When Mascom Managing Director Jose Pereira drives around town these days, staring him in the face is a billboard touting Orange Botswana products.
In an attempt to increase market share, the billboards sporting national team players mock the competition, boasting that Orange Botswana “has no hidden costs.”
In another billboard, Mascom fires back by urging prepaid customers to turn to Mascom so that they can “roam in South Africa.” This is a veiled dig at Orange Botswana because their prepaid customers cannot roam in South Africa.
In the chaotic urban sprawl of Gaborone, the fierce battle between Orange Botswana and Mascom Wireless is impossible to ignore. Massive billboards line the city streets, flaunting their products at motorists caught in the city’s ever-present traffic jams. The choice of words and the products on display often times bear witness to the undercurrents between the two cellular phone service providers.
The combative ad campaign is already creating some contention in the industry. When Mascom introduced its GPRS system, it immediately bought advertising space to play up its new advantage. Orange Botswana also bought advertising space in newspapers announcing that it also has “gprs” in lower case. The Orange “gprs” was an abbreviation for “Good Products Rates Services”. Mascom apparently complained to the Botswana Telecommunications Authority (BTA) that the Orange campaign had jumped the tracks from competition to unfair advertising. The result of the complaint was a series of adverts in local newspapers placed by BTA announcing that Orange Botswana does not have GPRS.

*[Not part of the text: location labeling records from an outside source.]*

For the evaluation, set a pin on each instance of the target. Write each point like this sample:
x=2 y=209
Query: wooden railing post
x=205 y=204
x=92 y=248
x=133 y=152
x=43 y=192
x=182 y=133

The ad war betrays an even fiercer battle between the two rivals for the country’s small cellular phone market. When the BTA issued Botswana’s only two cell phone service providers’ licences eight years ago, Orange faltered out of the gate, losing eight months to Mascom, who were the first off the starting block. Mascom capitalized on the cell phone novelty enthusiasm, building up a huge subscriber base whilst Orange was still sorting itself out in the drawing room. As if that was not enough, Orange endured a high turnover of strategic leaders. While Mascom has enjoyed a stable first eight years with only one Managing Director since setting up, Orange Botswana, on the other hand, has had six Managing Directors over the eight-year period. Orange has also had a high turnover of commercial managers during the eight-year period and is currently on its sixth commercial manager. Mascom, with a management contract that ensured that it had the best brains from Portugal, seemed more driven as they were apparently paid on performance. Besides, there is also a perception than Mascom is closer to Botswana’s political leaders that Orange Botswana and may have leveraged this advantage to shore its fortunes. While Mascom raked in millions of Pula profits, Orange, on the other hand, was turning in losses.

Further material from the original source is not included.